Contains all classes related to preprocessing. All classes providing preprocessing functionality have to inherit from the abstract class preprocessing.Preprocessor and implement its preprocessing.Preprocessor.preprocess() method. For a detailed look at the class architecture, have a look at ADD CLASS ARCHITECTURE LINK HERE.

class preprocessing.Preprocessor(input, metadata, output)[source]

Bases: object

Super class of all preprocessor implementations. Inherit from this class and implement preprocessing.Preprocessor.preprocess() if you want to add a new preprocessor class.

Parameters:
  • input (str) – absolute path to the input file.
  • metadata (str) – absolute path to the metadata file.
  • output (str) – absolute path to the output directory.
preprocess()[source]

Abstract method. Interface method that is invoked externally to trigger preprocessing.

Returns:absolute path to the preprocessed output file.
Return type:str
class preprocessing.MappingPreprocessor(input, output, currentFormat, desiredFormat, labeled)[source]
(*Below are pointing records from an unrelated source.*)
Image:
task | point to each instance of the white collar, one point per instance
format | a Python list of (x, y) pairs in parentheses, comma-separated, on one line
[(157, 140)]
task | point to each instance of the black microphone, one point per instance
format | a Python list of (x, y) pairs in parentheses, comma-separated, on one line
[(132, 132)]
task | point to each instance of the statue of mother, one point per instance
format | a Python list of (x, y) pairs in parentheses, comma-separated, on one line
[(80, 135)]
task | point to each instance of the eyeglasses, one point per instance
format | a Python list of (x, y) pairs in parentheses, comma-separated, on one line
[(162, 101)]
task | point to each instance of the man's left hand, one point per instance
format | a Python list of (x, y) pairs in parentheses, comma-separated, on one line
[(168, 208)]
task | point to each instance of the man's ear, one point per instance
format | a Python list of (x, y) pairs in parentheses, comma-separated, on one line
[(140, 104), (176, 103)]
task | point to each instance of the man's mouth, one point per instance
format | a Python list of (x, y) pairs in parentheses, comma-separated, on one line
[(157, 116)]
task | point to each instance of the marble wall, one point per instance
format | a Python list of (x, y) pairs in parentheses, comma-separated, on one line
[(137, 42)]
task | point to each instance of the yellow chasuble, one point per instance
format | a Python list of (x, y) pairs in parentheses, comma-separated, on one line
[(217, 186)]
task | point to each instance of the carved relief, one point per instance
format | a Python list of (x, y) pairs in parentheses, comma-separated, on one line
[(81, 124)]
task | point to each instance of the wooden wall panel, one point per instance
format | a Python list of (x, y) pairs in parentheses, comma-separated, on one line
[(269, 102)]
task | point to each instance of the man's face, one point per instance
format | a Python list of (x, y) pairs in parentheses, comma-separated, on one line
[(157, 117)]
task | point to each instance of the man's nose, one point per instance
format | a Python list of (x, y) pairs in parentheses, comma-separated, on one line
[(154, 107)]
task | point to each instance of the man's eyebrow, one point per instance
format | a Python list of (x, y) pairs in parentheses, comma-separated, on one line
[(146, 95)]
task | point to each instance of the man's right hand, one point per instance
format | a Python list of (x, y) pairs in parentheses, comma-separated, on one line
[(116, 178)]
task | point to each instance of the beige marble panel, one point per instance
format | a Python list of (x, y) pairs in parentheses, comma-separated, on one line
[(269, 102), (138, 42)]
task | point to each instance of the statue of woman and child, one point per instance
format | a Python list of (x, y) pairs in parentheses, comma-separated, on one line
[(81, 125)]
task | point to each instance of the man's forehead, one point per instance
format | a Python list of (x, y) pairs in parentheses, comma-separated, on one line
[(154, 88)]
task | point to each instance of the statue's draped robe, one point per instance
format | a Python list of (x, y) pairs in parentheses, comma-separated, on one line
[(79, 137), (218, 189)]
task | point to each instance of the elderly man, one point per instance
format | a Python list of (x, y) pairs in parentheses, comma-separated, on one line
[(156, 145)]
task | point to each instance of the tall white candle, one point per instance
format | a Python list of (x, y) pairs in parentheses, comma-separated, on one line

Bases: preprocessing.Preprocessor

Maps the input data set to a desired format.

Parameters:
  • input (str) – absolute path to the input file.
  • output (str) – absolute path to the output directory.
  • currentFormat (str) – current identifier format.
  • desiredFormat (str) – desired identifier format.
  • labeled (bool) – boolean value if the input data is labeled.
preprocess()[source]

Maps the identifiers in the input dataset to the desired format that was specified when constructing the preprocessor.
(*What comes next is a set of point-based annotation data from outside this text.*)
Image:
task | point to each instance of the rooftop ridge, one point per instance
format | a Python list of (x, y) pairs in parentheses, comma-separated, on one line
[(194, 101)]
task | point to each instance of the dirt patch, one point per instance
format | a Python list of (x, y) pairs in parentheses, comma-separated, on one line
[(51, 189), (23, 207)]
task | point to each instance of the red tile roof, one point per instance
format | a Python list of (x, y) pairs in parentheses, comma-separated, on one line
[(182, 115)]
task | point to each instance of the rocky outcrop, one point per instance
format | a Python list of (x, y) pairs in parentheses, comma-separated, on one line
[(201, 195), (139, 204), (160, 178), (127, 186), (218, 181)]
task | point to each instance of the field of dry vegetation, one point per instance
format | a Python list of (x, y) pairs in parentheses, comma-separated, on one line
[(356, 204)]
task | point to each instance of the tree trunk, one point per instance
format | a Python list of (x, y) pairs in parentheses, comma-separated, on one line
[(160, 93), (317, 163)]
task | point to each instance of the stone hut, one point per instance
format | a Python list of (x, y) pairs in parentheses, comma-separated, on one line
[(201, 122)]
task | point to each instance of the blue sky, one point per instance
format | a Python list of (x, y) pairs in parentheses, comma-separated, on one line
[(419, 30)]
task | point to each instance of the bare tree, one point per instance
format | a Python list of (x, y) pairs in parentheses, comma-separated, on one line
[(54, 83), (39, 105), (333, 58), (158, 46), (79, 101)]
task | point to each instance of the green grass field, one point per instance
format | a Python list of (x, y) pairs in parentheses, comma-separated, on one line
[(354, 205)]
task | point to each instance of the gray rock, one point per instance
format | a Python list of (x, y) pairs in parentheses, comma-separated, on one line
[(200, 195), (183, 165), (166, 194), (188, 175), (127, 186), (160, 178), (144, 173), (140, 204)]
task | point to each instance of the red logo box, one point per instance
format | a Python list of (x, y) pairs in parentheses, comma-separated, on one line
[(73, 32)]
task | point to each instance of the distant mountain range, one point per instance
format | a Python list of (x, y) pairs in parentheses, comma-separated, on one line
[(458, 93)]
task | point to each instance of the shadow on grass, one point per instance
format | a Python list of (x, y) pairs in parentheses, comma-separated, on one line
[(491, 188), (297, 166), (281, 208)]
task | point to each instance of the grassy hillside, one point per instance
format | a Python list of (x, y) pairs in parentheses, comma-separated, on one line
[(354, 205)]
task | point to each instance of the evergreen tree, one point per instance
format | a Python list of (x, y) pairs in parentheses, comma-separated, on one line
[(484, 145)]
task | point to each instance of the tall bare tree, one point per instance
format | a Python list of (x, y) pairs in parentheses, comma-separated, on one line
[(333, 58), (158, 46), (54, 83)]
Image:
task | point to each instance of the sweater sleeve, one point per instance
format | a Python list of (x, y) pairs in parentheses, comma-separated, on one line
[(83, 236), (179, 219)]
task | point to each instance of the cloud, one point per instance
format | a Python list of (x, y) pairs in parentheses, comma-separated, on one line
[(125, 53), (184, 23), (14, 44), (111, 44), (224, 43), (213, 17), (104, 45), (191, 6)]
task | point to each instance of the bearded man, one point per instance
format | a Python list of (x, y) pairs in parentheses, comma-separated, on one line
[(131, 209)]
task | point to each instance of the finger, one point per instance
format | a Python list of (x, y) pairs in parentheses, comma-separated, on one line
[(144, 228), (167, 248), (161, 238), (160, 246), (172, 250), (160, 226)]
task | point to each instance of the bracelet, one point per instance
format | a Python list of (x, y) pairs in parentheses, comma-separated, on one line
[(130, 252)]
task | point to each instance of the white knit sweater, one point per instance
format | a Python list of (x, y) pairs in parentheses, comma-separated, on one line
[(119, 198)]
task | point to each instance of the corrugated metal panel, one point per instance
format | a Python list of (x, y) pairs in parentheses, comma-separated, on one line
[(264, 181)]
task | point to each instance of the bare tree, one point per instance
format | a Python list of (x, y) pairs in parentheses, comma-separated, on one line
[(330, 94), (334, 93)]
Returns:absolute path to the mapped file.
Return type:str
class preprocessing.FilterPreprocessor(input, metadata, output)[source]
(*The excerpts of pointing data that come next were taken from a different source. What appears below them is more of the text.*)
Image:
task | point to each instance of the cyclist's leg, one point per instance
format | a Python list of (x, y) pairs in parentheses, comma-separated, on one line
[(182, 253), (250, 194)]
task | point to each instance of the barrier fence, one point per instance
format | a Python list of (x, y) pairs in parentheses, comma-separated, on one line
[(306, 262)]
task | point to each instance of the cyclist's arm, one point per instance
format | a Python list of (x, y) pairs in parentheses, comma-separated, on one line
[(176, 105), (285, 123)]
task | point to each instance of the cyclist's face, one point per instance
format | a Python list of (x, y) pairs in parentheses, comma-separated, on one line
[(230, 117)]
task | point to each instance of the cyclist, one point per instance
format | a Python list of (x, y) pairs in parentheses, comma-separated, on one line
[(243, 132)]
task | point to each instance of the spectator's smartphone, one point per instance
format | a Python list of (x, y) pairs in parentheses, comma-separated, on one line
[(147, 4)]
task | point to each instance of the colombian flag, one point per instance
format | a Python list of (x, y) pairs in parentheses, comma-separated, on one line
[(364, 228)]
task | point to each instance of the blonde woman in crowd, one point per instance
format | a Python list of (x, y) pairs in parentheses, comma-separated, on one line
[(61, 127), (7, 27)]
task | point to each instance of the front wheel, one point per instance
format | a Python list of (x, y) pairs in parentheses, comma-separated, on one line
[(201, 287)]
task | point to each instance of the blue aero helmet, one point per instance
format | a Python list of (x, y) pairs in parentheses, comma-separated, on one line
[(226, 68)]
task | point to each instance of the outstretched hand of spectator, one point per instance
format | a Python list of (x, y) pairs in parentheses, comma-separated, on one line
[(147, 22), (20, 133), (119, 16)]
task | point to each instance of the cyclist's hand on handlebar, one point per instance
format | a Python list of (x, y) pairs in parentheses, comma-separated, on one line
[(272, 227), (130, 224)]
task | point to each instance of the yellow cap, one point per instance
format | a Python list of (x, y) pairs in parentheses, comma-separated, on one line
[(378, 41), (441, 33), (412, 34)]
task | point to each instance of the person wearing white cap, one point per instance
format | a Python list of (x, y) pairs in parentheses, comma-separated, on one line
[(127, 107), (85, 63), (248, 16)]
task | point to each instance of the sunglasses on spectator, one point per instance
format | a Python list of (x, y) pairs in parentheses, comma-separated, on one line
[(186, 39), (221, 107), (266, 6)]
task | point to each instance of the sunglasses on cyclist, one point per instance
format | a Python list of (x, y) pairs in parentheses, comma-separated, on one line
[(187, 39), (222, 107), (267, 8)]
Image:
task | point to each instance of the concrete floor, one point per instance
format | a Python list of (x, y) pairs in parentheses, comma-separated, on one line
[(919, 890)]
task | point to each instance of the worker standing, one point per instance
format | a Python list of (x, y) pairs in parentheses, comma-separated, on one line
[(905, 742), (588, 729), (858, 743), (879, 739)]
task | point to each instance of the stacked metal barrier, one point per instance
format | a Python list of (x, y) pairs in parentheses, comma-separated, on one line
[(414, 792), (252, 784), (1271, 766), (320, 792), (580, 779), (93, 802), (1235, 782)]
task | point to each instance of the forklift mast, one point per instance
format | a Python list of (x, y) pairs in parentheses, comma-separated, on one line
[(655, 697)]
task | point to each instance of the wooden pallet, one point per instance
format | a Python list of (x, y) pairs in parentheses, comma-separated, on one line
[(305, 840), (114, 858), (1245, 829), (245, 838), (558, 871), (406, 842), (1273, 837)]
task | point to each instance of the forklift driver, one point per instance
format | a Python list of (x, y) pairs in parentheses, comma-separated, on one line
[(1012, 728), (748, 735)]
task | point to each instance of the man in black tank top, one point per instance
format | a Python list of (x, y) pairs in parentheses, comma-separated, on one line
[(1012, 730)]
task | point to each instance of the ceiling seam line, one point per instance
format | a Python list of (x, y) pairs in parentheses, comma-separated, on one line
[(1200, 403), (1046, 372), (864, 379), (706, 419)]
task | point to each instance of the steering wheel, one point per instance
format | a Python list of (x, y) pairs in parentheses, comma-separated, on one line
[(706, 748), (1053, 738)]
Bases: preprocessing.Preprocessor

Filters features or samples above a user-defined threshold of missing values.

Parameters:
  • input (str) – absolute path to the input file.
  • metadata (str) – absolute path to the metadata file.
  • output (str) – absolute path to the output directory.
  • config (str) – configuration parameter for preprocessing as specified in the config file.
preprocess()[source]

Depending on what is specified in the config file, filter samples and/or features. Remove all samples/features that have missing values above the threshold specified in the config.

Returns:absolute path to the filtered output file.
Return type:str
filterMissings(threshold, data)[source]

Filter the data for entries that have missing information above the given threshold.

Parameters:
  • threshold (str) – maximum percentage of allowed missing items as string.
  • data (pandas.DataFrame) – a DataFrame to be filtered
Returns:

filtered DataFrame.

Return type:

pandas.DataFrame

class preprocessing.DataTransformationPreprocessor(input, metadata, output, dataSeparator)[source]

Bases: preprocessing.Preprocessor

Transform the input data to have features in the columns for subsequent processing.

Parameters:
  • input (str) – absolute path to the input file.
  • metadata (str) – absolute path to the metadata file.
  • output (str) – absolute path to the output directory.
  • dataSeparator (str) – delimiter to use when parsing the input file.
preprocess()[source]

If not already so, transpose the input data to have the features in the columns.

Returns:absolute path to the correctly formatted output file.
Return type:str
class preprocessing.MetaDataPreprocessor(input, metadata, output, separator)[source]

Bases: preprocessing.Preprocessor

Add labels to input data. Get labels from meta data attribute that was specified in the user config.

Parameters:
  • input (str) – absolute path to the input file.
  • metadata (str) – absolute path to the metadata file.
  • output (str) – absolute path to the output directory.
  • dataSeparator (str) – delimiter to use when parsing the input and metadata file.
  • diseaseColumn (str) – column name of the class labels.
  • transposeMetadataMatrix (bool) – boolean value if the identifier names are located in the columns, as specified in the config file.
preprocess()[source]

Labels all samples of a data set. Labels are taken from the corresponding metadata file and the metadata attribute that was specified in the config file. Samples without metadata information well be assigned to class “NotAvailable”.

Returns:absolute path to the labeled data set.
Return type:str
class preprocessing.DataMovePreprocessor(input, output)[source]

Bases: preprocessing.Preprocessor

Moves the input data set to the specified location.

Parameters:
  • input (str) – absolute path to the input file.
  • output (str) – absolute path to the output directory.
preprocess()[source]

Moves a file (self.input) to another location (self.output). Typically used at the end of preprocessing, when the final data set is moved to a new location for the actual analysis.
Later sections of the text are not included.